Like so many other terms in information technology these days, the term “cloud” is being beaten to death. Some people refer to any collection of servers exposed on the web as a “cloud.” By that definition, every website from Google on down to the smallest website is its own cloud. Obviously, we are not going to use that as our definition.
For a web hosting platform to be considered a cloud, the following features are usually present in a variety of forms:
The client does not own the servers, load balancers, etc. thereby greatly reducing capital expenditures
A (relatively) massive computer infrastructure – accommodating multiple servers interconnected with the aim of allowing an application to run on one or more servers without any attachment to a particular server.
Servers can be added and removed from the cloud and the application should continue to run uninterrupted.
Scalability– A hosted site running in a cloud is running in a distributed fashion over multiple servers. To scale, new servers can be added and the application should just take advantage of the added resource availability.
Resource stability – Since usage is shared across multiple customers, better overall computer usage occurs because each client’s resource rise and fall based on actual need.
A pricing model based on usage of resources – This is probably the single biggest point of interest when hosting in a cloud.
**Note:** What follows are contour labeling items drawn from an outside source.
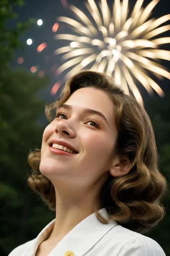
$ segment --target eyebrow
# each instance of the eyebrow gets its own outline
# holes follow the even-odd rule
[[[67,104],[62,104],[57,107],[57,110],[58,110],[60,108],[65,108],[66,109],[69,109],[69,110],[71,110],[72,109],[72,106],[70,105],[67,105]],[[99,116],[100,116],[102,118],[103,118],[103,119],[104,119],[104,120],[105,122],[106,122],[110,128],[110,126],[109,123],[108,122],[108,120],[105,117],[104,115],[101,112],[98,111],[96,110],[94,110],[94,109],[92,109],[91,108],[84,108],[84,111],[87,113],[94,114]]]

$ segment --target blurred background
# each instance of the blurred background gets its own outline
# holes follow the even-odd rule
[[[67,80],[104,72],[149,114],[170,175],[170,2],[167,0],[0,1],[0,255],[35,238],[55,218],[28,187],[30,149],[40,148],[47,102]],[[170,256],[165,217],[145,234]]]

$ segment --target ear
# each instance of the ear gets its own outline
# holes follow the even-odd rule
[[[109,169],[110,174],[114,177],[119,177],[127,174],[130,171],[131,161],[127,157],[119,157],[116,156]],[[117,171],[115,172],[115,171]]]

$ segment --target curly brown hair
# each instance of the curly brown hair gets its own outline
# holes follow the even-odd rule
[[[162,219],[165,209],[160,201],[167,191],[167,182],[159,170],[159,156],[154,130],[144,107],[132,96],[127,95],[105,74],[86,71],[71,77],[66,83],[59,98],[45,106],[49,122],[55,118],[57,108],[74,91],[93,87],[105,92],[114,106],[118,130],[113,151],[117,155],[128,156],[130,171],[121,177],[111,175],[101,188],[100,198],[111,219],[140,233],[148,232]],[[31,189],[40,194],[50,209],[56,210],[55,194],[52,182],[40,173],[41,149],[30,151],[28,161],[33,172],[28,179]],[[97,217],[107,223],[98,211]]]

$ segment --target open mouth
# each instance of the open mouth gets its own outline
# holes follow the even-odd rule
[[[52,144],[50,144],[49,145],[49,147],[52,147],[52,147],[52,147],[53,144],[53,143],[52,143]],[[70,152],[67,152],[67,151],[65,151],[65,150],[64,150],[63,149],[60,149],[60,148],[55,148],[55,147],[53,147],[53,148],[56,148],[56,149],[58,149],[58,150],[61,150],[61,151],[65,151],[65,152],[67,152],[67,153],[70,153],[70,154],[73,154],[73,153],[74,153],[74,154],[78,154],[78,153],[79,153],[78,152],[77,152],[77,151],[74,151],[74,150],[73,150],[73,149],[71,149],[71,150],[72,150],[72,151],[73,151],[74,152],[75,152],[75,153],[70,153]]]

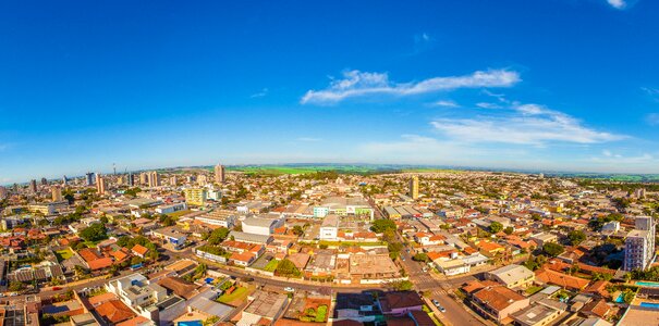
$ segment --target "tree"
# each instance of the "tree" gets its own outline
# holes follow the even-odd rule
[[[559,243],[545,243],[545,246],[542,246],[542,252],[545,252],[547,255],[549,256],[558,256],[559,254],[563,253],[565,251],[565,249],[563,248],[563,246],[559,244]]]
[[[573,230],[568,234],[568,239],[570,239],[570,244],[578,246],[578,243],[582,243],[584,240],[586,240],[586,234],[584,234],[582,230]]]
[[[381,234],[389,229],[395,230],[395,223],[391,220],[376,220],[370,226],[370,230],[376,234]]]
[[[80,233],[80,236],[85,239],[85,241],[90,242],[108,238],[106,226],[100,223],[94,223],[89,227],[83,229]]]
[[[499,222],[492,222],[490,224],[490,233],[492,234],[497,234],[499,231],[501,231],[503,229],[503,224],[499,223]]]

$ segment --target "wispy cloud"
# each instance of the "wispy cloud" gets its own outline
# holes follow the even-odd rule
[[[659,126],[659,113],[655,112],[646,115],[645,121],[650,126]]]
[[[501,105],[495,104],[495,103],[489,103],[489,102],[479,102],[479,103],[476,103],[476,106],[478,106],[480,109],[501,109]]]
[[[522,79],[517,72],[508,70],[477,71],[471,75],[435,77],[420,82],[394,83],[387,73],[347,71],[324,90],[309,90],[301,99],[302,104],[331,104],[347,98],[391,95],[396,97],[431,93],[459,88],[511,87]]]
[[[459,141],[545,146],[548,142],[597,143],[626,138],[584,126],[578,120],[537,104],[515,105],[512,113],[476,118],[440,118],[437,131]]]
[[[627,7],[624,0],[607,0],[607,2],[615,9],[625,9]]]
[[[267,95],[268,95],[268,88],[264,88],[260,91],[251,95],[249,98],[252,98],[252,99],[263,98],[263,97],[265,97]]]
[[[441,100],[435,103],[430,103],[431,106],[443,106],[443,108],[460,108],[460,104],[454,101]]]
[[[316,142],[316,141],[321,141],[321,138],[314,138],[314,137],[298,137],[297,139],[295,139],[297,141],[306,141],[306,142]]]

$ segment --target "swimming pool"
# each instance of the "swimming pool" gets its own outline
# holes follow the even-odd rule
[[[659,288],[659,283],[656,281],[637,281],[636,285],[639,287]]]
[[[639,304],[640,306],[645,306],[645,308],[651,308],[651,309],[659,309],[659,303],[652,303],[652,302],[640,302]]]

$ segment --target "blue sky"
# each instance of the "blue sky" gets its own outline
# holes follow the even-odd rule
[[[659,173],[658,1],[3,1],[0,184],[365,162]]]

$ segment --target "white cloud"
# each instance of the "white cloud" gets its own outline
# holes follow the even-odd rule
[[[460,108],[460,104],[455,103],[454,101],[447,101],[447,100],[437,101],[430,105],[444,106],[444,108]]]
[[[264,88],[260,91],[251,95],[249,98],[252,98],[252,99],[263,98],[263,97],[265,97],[267,95],[268,95],[268,88]]]
[[[327,89],[307,91],[301,103],[329,104],[347,98],[374,95],[406,97],[459,88],[511,87],[521,80],[517,72],[507,70],[477,71],[471,75],[435,77],[410,83],[391,82],[387,73],[347,71],[343,73],[342,79],[332,80]]]
[[[627,7],[627,3],[624,0],[607,0],[607,2],[615,9],[625,9],[625,7]]]
[[[513,113],[431,122],[447,137],[466,142],[544,146],[547,142],[597,143],[626,138],[599,131],[562,112],[537,104],[513,106]]]
[[[646,115],[645,121],[650,126],[659,126],[659,113],[650,113],[650,114]]]
[[[500,105],[495,104],[495,103],[489,103],[489,102],[476,103],[476,106],[478,106],[480,109],[501,109]]]

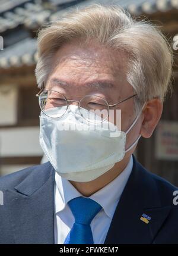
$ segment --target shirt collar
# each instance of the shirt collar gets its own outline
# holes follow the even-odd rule
[[[123,171],[113,180],[89,196],[99,204],[106,214],[112,218],[122,192],[130,176],[133,167],[133,158]],[[71,182],[55,173],[55,213],[63,210],[67,203],[73,198],[84,196]]]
Instead of being charged a flat rate per month or a rate based strictly on bandwidth, a metered charge is used, similar to how electricity is billed in the United States.
There are many different approaches to cloud computing. Several big players in the market are Amazon, with their Elastic Cloud (which is the technology behind several other players), Microsoft, Rackspace, and GoGrid.
Various service levels and types of service are available and the user can select from a set of features to compute his price per computing hour. For example, a faster server with more memory will cost more, but as your demand increases, your resources will be increased at that level. When demand decreases, your overall costs will return to their non-peak point. If used for sites of appropriate size, this can save considerable money.